'Ses çıkarmazsak tutsakların hepsini öldürecekler!'

TDİ’nin düzenlediği etkinlikle bir araya gelen tutsak yakınları, "Sesimizi yükseltmez, ele ele vermezsek tutsakları bir bir öldürecekler" mesajı verildi.

Tutsaklarla Dayanışma İnisiyatifi (TDİ), Kadıköy’de bulunan Bilim Eğitim Estetik Kültür Sanat Araştırmaları Vakfı’nda (BEKSAV) tutsak yakınlarıyla kahvaltıda bir araya geldi. Etkinlikte Adalet Nöbeti eylemcileri, Marmara Tutuklu ve Hükümlü Aileleri ile Dayanışma Derneği (MATUHAY-DER) yöneticileri, Halkların Demokratik Partisi (HDP) İstanbul Milletvekili Erol Katırcıoğlu ve Suruç Aileleri İnisiyatifi üyeleri de yer aldı. Etkinliğin yapıldığı bahçeye ise “İnfaz yakmalara son, hasta tutsaklara özgürlük” pankartı asıldı.

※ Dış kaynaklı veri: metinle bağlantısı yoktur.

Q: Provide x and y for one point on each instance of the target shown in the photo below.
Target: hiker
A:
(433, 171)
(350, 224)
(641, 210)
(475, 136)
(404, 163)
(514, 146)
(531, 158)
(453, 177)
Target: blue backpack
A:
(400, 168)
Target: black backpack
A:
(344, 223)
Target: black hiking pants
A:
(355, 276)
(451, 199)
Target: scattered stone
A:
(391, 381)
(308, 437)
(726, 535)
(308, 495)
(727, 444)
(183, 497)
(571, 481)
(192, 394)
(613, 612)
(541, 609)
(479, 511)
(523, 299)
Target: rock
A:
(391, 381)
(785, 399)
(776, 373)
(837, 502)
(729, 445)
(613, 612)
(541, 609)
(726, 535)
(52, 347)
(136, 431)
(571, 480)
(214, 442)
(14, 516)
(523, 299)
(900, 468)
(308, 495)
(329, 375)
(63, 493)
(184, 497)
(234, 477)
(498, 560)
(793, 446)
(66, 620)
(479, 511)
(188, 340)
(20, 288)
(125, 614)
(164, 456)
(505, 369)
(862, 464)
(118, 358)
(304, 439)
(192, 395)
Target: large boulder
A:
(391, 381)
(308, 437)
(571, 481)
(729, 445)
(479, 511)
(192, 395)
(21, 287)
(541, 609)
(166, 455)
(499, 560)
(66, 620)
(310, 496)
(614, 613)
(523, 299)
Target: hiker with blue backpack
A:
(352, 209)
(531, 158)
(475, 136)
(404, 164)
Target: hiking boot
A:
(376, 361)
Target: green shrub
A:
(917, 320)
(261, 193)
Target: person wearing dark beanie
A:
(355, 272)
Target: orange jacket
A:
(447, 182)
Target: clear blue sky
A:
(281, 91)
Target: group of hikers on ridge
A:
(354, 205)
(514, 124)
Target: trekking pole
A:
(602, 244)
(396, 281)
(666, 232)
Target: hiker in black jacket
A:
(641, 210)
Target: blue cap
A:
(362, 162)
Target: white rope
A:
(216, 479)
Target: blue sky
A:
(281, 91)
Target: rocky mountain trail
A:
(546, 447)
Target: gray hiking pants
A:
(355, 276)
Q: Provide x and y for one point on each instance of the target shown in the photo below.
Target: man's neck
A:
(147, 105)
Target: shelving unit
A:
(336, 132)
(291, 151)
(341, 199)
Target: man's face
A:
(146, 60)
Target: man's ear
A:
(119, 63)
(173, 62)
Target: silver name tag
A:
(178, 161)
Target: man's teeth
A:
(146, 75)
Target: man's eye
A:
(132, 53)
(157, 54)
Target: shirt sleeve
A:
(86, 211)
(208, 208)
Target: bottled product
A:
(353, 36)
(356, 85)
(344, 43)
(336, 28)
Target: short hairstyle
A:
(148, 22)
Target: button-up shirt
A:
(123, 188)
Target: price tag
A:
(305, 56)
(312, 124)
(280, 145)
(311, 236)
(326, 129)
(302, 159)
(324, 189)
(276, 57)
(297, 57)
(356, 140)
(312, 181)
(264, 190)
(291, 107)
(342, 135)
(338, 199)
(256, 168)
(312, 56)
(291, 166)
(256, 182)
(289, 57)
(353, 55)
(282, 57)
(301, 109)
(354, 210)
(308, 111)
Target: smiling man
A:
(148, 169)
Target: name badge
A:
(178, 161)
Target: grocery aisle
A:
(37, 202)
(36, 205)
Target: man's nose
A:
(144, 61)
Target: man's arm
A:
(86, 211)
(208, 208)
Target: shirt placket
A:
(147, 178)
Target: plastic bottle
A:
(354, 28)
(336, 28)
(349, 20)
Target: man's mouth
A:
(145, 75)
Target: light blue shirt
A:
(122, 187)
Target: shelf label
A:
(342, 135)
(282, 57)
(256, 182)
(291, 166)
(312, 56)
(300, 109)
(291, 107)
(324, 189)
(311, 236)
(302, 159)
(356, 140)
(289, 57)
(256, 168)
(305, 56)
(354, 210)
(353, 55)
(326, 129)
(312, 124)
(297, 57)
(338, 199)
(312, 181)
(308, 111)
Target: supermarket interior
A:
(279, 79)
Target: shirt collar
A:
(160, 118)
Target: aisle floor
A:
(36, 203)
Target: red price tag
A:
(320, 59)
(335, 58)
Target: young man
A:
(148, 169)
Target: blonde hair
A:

'SAHİP ÇIKMAZSAK DAHA KÖTÜ ŞEYLER YAPACAKLAR'
 
TDİ Dönem Sözcüsü Hıdır Sabur, "Çocuklarımıza sahip çıkmaz, peşlerinden gitmezsek, haklarını savunmazsak daha kötü şeyler yapacaklar. Tutuklular için meydanlara çıkıp eylemselliği artırmamız gerekiyor” dedi.
 
Katırcıoğlu, “Cumhurbaşkanı bir diktatörlük sistemi haline gelmiştir” sözleriyle konuşmasına başladı. “Üçüncü Yol” seçeneğinin önemine vurgu yapan Katırcıoğlu, “Millet İttifakı’nın Türkiye’nin sorunlarını düzeltmesi mümkün değil. Vahim bir durumdur. Anayasada birçok özgürlükler tanımlanmış durumda ama asla bu durumla karşılaşmıyoruz. Bir açıklama yapmamız bile engelleniyor. Polisin baskısıyla karşılaşıyoruz açıklamalarda. Bu haksızlıkları giderebilmemiz için ancak ve ancak birlikte davranmak, demokrasiye sahip çıkmak gerekir. Çözüm birlikte hareket etmekten geçiyor” diye belirtti.
 
'EL ELE VERMEZSEK TUTSAKLARI TEK TEK ÖLDÜRECEKLER!'
 
Tutsak yakınlarının başlattığı Adalet Nöbeti eylemcilerinden Kumri Akgül ise 17 yıldır hasta tutsak ablası olduğunu belirtti. Adaletin olmadığını ve tüm nöbet eylemlerinde polis işkencesine maruz kaldıklarını ifade eden Akgül, “Birbirimize el vermezsek tutsakların hepsini teker teker cezaevinde öldürecekler. Biz bunun farkındayız. Çocuklarımızın, kardeşlerimizin arkasında durmazsak, hasta tutsakları infaz etmeye devam edecekler. Nasıl olsa hastadır, bilinçli değildir diyorlar, öldürüyorlar. Şu anda 5 bine yakın hasta tutsağımız var. Ben de Adalet Nöbeti’ne katılıyorum. Bırakmıyorlar, her türlü işkenceye maruz kalıyoruz ama yine de korkmuyoruz.  Adalet olmayan bir ülkede yaşıyoruz. Adalet olmadığı için mahallede yürüyemiyoruz, kafamızı yastığa rahat koyamıyoruz. Biz bunlarla yaşıyoruz” diye konuştu.
 
Akgül, “Çocuklarımız, arkadaşlarımız özgür olana kadar ayaktayız. Bijî berxwedana zindanan” dedi.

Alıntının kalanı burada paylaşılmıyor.